Later on today, we’ll be publishing our review of Chappie, the latest sci-fi thinkpiece from Neill Blomkamp (Elysium and District 9). I’ll be interested to see what our reviewer Bob Hoose has to say about the flick, but the trailers suggest that Chappie’s a violent, R-rated version of Pinocchio—about a manmade creation who becomes a real boy.

Meanwhile, a new trailer for Marvel’s Avengers: Age of Ultron has galloped onto the Interwebs, giving us a much different picture of what artificial intelligence might look like.

The trailer gives us a good look at the sort of content we can expect from this movie—and it’s not so very different from the Marvel flicks that have come before. Viewers may expect to see moments of pulse-speeding heroism and snappy one-liners. They’ll be bombarded with scads of violence and mayhem and destruction.

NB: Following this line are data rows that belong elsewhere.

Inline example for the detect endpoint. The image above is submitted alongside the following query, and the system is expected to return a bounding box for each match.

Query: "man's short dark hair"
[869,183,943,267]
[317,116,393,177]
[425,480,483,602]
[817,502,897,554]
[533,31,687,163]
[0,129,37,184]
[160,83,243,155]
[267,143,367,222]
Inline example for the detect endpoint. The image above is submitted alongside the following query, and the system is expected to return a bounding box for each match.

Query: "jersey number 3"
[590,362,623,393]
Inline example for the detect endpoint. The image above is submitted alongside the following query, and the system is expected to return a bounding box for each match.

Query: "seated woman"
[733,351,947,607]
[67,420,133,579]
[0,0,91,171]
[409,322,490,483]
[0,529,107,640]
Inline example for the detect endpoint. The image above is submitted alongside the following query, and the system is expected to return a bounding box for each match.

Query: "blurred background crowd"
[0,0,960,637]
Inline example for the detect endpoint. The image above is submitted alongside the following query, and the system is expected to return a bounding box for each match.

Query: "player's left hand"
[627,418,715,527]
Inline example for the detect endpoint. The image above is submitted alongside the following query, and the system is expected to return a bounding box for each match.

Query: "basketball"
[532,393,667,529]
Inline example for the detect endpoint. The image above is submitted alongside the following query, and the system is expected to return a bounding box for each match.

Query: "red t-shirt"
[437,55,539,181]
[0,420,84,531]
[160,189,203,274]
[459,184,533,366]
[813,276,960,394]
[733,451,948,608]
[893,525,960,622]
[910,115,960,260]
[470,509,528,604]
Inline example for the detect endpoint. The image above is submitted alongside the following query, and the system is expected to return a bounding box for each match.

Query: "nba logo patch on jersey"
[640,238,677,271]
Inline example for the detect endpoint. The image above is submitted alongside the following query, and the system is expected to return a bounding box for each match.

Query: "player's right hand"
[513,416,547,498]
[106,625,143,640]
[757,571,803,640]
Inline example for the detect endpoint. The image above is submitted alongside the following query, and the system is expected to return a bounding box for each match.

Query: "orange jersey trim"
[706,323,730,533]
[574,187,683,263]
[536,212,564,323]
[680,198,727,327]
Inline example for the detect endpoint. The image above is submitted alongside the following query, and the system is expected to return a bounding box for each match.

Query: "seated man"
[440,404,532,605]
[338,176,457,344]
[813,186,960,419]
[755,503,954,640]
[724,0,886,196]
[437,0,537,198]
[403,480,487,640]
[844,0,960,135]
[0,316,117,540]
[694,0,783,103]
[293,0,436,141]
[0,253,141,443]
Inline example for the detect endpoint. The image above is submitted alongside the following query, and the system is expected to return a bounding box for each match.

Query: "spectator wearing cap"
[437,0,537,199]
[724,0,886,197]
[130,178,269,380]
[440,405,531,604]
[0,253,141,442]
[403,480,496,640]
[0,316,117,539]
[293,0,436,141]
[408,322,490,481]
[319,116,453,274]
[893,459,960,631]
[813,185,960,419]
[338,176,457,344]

But I think the trailer also suggests the movie will deal with something rather important and even spiritual: What makes us human? And what ultimately sets us apart from the things we make?

Ultron follows a long litany of failed manmade superinventions that, in the movies, don’t go so well—from the automaton in the silent movie classic Metropolis to Frankenstein’s monster to the rebooted dinosaurs in Jurassic Park. Movies caution us to not play God, and with good reason. Technology, it would seem, is our modern Tower of Babel.

I’ve written here and elsewhere that we humans are made to create. It’s a mimicking, in a way, of God’s own character. We have a creative impulse, and that comes out in almost everything we do, from our books and buildings to what we make for dinner.

But we’re fallen creatures, and everything we create carries with it that blemish of sin and failure. And so it’s only natural that our most grandiose creations would also have some devastating flaws in them.

So it is with Ultron—clearly a technological (ahem) marvel that lacks a soul and cannot understand our God-given spirit. Ultron does not see us as marvelous creations in our own right, it would seem, but simply parasites to be eliminated.

“People … look to the sky and see hope,” Ultron says. “I’ll take that from them first.”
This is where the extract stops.